Sorry to Bother You by the Coup


Ian Slattery reviews the Coup’s sixth album, Sorry to Bother You.

Two decades since their first LP, the Coup return from a six year break with this album which was held back a year so lead member Boots Riley could concentrate on being a key organiser of Occupy Oakland.

They lay their musical cards clearly on the table, taking cues from the agitational 80s/90s hip-hop sound of groups like Public Enemy while infusing a thick layer of funk.

Lyrically, Sorry to Bother You again puts the Coup’s anti-capitalist message through dark humour, poetry and a Marxist understanding of the economy.

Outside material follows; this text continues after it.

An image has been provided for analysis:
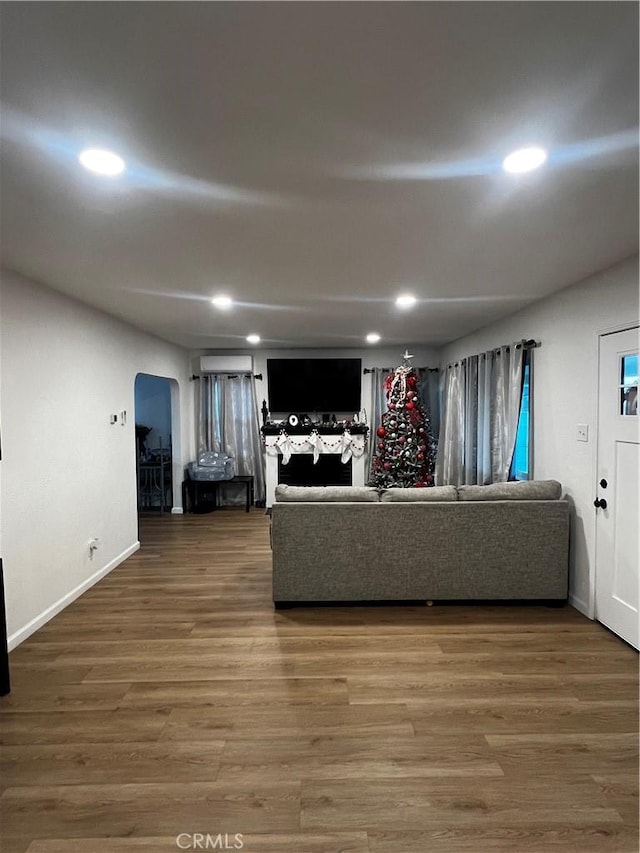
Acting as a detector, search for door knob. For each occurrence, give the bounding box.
[594,498,608,510]
[599,478,608,489]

One track, Strange Arithmetic, calls on teachers to reveal the true nature of capitalist exploitation and corruption:

“Economics is the symphony of hunger and theft/

Mortar shells often echo out the cashing of checks/

In geography class, it’s borders, mountains and rivers/

But they will never show the line between the takers and givers”

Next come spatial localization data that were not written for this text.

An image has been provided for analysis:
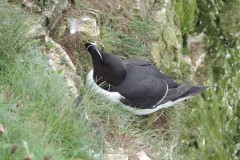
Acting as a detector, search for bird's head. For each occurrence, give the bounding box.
[85,42,103,62]
[84,42,127,87]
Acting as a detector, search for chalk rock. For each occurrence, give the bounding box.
[45,36,80,97]
[69,16,100,37]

Boots has pulled his rhymes up to a higher level than the Coup’s last two albums which were more inconsistent than their first three. With We’ve Got A Lot To Teach You, Cassius Green, Boots has written a poetic, narrative masterpiece.

Musically, since the Coup’s last album Boots has formed Street Sweeper Social Club with Tom Morello from Rage Against the Machine and toured with rock veterans.

With heavy guitar riffs and a punk track in You Are Not A Riot, the album has as much in common musically with the Clash’s later albums as with hip-hop.

This might throw off die-hard Coup fans but the result is a more accessible, driven album with their constant message of rebellion just as strong.